Which is why in many ways Seinfeld seems as different from anything on the air today as it did 25 years ago. (OK, 24 years ago–it took a while for Seinfeld to really become Seinfeld.) It has a comedian’s purity of focus on the sanctity of the joke above all–above sentiment, “relatability,” larger social meaning–that still feels bracingly we-don’t-give-a-damn. (Bryan Cranston’s dentist, who converted to Judaism out of no larger social agenda but simply “for the jokes” may have been the most echt-Seinfeldian of all Seinfeld bit characters.) Sex and the City mirrored its quartet structure and observed New York City minutely, but God help Seinfeld if it ever tapped out a what-it-all-means on its laptop. There are many sitcoms today of equal or greater ambition, but Louie and Girls, say, are still devoted to being about things: Jerry, George and company would sooner spend life in prison than wax philosophical about love or be the voice of anyone’s generation, even ironically.
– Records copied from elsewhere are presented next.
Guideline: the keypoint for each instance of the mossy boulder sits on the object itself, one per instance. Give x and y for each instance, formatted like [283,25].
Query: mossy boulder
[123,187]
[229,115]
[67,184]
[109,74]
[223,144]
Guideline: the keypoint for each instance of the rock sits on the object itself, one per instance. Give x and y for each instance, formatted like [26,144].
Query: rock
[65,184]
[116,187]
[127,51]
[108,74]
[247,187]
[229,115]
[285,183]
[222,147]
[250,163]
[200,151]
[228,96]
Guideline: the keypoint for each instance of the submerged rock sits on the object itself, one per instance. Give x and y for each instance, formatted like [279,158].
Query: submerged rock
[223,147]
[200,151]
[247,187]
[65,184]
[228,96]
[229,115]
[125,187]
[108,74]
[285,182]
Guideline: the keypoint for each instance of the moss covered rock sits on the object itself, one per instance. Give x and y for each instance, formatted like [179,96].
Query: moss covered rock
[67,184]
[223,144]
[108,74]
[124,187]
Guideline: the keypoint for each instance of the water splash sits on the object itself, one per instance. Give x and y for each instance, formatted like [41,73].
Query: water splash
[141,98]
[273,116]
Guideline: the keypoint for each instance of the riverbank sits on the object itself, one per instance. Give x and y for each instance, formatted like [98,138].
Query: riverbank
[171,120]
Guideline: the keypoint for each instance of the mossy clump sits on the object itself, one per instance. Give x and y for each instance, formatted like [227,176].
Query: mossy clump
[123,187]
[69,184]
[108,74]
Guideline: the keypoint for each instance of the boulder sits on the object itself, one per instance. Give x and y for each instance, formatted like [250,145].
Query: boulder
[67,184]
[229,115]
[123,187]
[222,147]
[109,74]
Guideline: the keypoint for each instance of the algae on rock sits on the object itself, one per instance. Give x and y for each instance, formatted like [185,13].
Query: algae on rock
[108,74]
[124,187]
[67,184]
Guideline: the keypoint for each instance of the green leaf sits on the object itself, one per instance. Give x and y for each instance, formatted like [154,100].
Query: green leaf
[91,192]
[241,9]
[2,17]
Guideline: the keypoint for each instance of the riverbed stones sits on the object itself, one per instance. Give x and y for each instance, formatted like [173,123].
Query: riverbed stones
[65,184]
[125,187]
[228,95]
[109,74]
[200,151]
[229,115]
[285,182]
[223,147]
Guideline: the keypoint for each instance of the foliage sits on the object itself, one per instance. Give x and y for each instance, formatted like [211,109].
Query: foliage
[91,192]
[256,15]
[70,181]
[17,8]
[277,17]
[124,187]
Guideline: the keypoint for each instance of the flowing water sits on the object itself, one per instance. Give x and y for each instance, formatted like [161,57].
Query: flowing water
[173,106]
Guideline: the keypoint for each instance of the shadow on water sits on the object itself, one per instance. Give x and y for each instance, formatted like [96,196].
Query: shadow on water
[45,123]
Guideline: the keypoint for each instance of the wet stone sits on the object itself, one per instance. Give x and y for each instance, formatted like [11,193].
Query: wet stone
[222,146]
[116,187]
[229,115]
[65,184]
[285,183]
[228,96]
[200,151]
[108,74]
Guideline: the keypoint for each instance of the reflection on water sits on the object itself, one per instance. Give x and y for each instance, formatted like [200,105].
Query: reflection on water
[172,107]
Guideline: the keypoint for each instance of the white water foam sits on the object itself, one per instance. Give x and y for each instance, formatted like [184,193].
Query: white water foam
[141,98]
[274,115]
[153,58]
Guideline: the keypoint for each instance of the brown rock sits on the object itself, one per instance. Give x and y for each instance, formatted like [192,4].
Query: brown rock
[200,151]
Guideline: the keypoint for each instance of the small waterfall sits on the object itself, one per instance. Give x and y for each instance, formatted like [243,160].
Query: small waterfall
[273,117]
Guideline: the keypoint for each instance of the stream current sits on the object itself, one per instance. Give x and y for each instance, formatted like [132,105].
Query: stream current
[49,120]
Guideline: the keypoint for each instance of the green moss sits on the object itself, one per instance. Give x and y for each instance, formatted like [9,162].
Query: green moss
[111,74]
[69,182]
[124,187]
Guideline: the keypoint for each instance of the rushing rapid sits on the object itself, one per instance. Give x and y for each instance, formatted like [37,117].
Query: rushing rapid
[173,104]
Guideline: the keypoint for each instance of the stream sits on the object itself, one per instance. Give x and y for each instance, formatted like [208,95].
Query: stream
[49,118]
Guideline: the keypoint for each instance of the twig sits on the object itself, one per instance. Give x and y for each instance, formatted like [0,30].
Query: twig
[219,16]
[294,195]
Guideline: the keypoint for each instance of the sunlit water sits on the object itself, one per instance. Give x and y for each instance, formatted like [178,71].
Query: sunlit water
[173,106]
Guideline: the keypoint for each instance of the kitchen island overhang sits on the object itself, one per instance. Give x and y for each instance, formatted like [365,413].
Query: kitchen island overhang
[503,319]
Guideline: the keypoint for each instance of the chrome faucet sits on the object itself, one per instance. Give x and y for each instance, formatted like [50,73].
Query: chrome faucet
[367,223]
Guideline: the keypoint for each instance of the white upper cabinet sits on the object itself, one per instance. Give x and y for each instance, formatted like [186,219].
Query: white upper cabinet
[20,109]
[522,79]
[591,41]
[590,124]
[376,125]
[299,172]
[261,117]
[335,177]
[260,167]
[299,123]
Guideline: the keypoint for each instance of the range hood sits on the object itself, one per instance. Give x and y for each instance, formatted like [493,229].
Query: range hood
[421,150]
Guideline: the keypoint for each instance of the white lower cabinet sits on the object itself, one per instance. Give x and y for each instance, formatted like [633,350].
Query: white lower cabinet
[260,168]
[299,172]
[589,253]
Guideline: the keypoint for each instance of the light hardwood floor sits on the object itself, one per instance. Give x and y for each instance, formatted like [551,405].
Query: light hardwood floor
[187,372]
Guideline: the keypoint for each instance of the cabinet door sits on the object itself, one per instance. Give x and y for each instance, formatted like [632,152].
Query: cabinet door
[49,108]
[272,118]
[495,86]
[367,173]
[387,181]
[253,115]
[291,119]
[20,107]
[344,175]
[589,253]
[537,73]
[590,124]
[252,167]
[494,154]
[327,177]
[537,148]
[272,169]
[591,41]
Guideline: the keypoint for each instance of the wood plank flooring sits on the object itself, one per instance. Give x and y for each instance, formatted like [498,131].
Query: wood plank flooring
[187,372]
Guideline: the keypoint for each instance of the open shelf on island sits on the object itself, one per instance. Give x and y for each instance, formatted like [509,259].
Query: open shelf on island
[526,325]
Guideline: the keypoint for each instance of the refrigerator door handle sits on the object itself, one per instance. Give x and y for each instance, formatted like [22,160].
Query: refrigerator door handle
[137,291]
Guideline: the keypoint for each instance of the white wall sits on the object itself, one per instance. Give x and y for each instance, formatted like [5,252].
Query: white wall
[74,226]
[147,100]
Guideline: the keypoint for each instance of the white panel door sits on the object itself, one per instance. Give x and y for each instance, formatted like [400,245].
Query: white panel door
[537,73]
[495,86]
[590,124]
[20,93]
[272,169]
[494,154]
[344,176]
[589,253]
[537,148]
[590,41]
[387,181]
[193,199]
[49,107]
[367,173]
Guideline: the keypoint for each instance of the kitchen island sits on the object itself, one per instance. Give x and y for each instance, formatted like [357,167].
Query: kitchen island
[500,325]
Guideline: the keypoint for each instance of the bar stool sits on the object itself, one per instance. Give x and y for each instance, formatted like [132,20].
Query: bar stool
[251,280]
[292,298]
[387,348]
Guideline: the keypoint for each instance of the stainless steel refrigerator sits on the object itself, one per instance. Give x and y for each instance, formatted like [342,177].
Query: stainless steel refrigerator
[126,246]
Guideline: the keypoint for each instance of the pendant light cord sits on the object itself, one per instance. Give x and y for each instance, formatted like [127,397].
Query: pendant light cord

And “no hugging, no learning”? Cosby-esque “learning” may be out of fashion but there’s plenty of hugging on the brilliant likes of Parks and Recreation. Arrested Development had a Seinfeldian darkness, but it still told you that family was more important than breakfast. (Jerry had a kitchen full of cereal to refute that argument.) Hell, even antihero dramas like Breaking Bad assume a moral universe of good and bad and judgment. George may not have poisoned his wedding envelopes, but his shrugging off Susan’s death was in its way colder and more gangster than anything Walter White did with Lily of the Valley.
People have had a lot of fun imagining how Seinfeld might be received today in the Outrage Dome of social media. College Humor, for instance, wondered what if would be like “If People Talked About Seinfeld Like They Talk About Girls.” It’s a funny bit, but in fact people did assail the show’s whiteness and privilege back then, its racial missteps like the Puerto Rican Day Parade episode and its alleged nihilism–there just weren’t as many platforms to do it from. The Twitter account Modern Seinfeld, likewise, imagines the show in the era of Instagram, but honestly, there’s no modernizing Seinfeld: it’s as audacious, timeless, and unparalleled as when it was made.
Which is why I don’t expect, or really want, ever to see a “Seinfeld for a new generation”: the show exists outside generations and time. Oh, and Mulaney? I’ve seen the pilot. It’s fine, and there are some superficial Seinfeld similarities (standup comedy segments, friends hanging out in the lead character’s apartment) but it probably needs time to find itself, just like a certain sitcom did 25 years ago. If it does–who knows?–it could become something that is like nothing else. This is the Zen koan of TV comedy: How do you become the next Seinfeld? By not being it.